Pada bulan September, OpenAI mempekerjakan mantan kepala pendapatan Coursera, Leah Belsky, sebagai kepala bagian pendidikan pertama dan menugaskannya untuk membawa produk OpenAI ke lebih banyak sekolah. Dan pada musim semi, perusahaan tersebut diluncurkan Pendidikan ObrolanGPTversi ChatGPT yang dibuat untuk universitas.
Menurut Menurut Allied Market Research, AI di pasar pendidikan bisa bernilai $88,2 miliar selama dekade berikutnya.
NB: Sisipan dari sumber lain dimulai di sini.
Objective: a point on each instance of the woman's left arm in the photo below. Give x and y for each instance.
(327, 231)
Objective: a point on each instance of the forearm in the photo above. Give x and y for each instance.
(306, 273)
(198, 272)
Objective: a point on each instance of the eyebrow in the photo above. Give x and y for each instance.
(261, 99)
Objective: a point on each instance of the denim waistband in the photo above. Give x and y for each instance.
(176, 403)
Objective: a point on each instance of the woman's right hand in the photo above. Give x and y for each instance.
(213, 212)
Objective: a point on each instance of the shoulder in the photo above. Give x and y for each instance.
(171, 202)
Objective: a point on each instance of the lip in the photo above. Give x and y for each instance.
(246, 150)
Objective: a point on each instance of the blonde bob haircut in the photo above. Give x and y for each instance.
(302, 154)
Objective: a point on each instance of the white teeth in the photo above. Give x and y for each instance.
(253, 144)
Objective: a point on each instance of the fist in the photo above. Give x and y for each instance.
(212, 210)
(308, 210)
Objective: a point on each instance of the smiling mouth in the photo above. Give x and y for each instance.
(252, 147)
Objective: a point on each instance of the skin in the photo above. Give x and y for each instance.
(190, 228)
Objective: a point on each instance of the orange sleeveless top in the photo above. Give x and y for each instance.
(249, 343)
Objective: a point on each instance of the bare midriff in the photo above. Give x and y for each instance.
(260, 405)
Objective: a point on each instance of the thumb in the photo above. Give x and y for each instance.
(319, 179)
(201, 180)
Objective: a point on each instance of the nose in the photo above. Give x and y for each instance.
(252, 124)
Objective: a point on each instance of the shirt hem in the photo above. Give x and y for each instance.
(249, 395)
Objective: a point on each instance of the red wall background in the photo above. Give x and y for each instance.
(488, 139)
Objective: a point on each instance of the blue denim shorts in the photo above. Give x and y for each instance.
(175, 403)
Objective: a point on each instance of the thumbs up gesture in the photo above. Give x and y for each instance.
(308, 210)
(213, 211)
Namun pertumbuhan tersebut dimulai dengan lambat, sebagian besar disebabkan oleh skeptisnya para pendidik.
di sebuah survei Tahun ini, menurut Pew Research Center, seperempat guru K-12 negeri mengatakan penggunaan alat AI dalam pendidikan lebih banyak merugikan daripada menguntungkan. terpisah survei yang dilakukan oleh Rand Corporation dan Center for Reinventing Public Education menemukan bahwa hanya 18% pendidik K-12 yang menggunakan AI di kelas mereka.
Para pemimpin pendidikan juga enggan mencoba AI sendiri atau memperkenalkan teknologi tersebut kepada para pendidik yang mereka awasi. Menurut perusahaan konsultan pendidikan EAB, hanya sedikit pengawas distrik yang menganggap penanganan AI sebagai kebutuhan yang “sangat mendesak” tahun ini, terutama mengingat isu-isu mendesak seperti kurangnya staf Dan ketidakhadiran kronis.
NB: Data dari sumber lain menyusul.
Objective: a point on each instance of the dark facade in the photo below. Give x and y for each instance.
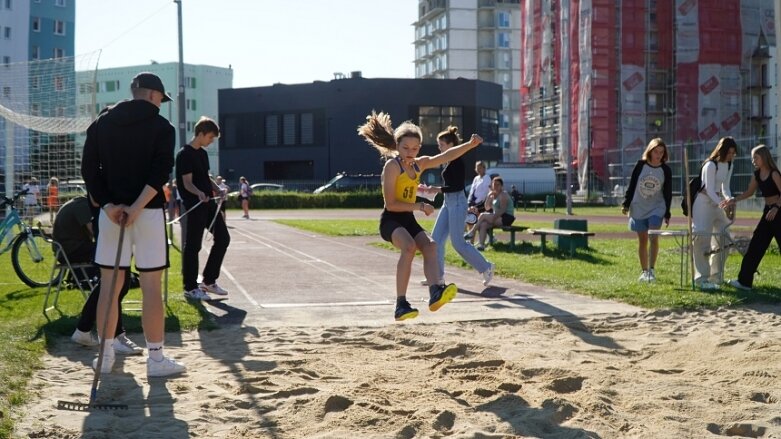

Penelitian yang saling bertentangan mengenai dampak AI terhadap pendidikan tidak banyak meyakinkan orang yang tidak percaya. Peneliti di Universitas Pennsylvania ditemukan bahwa siswa sekolah menengah Turki yang memiliki akses ke ChatGPT memiliki nilai ujian matematika yang lebih buruk dibandingkan siswa yang tidak memiliki akses. secara terpisah belajarPara peneliti mengamati bahwa siswa Jerman yang menggunakan ChatGPT dapat menemukan materi penelitian dengan lebih mudah, namun cenderung kurang terampil dalam menyintesis materi tersebut dibandingkan rekan mereka yang tidak menggunakan ChatGPT.
Seperti yang ditulis OpenAI dalam panduannya, ChatGPT bukanlah pengganti interaksi dengan siswa. Beberapa pendidik dan sekolah mungkin tidak pernah yakin bahwa ini merupakan pengganti langkah apa pun dalam proses pengajaran.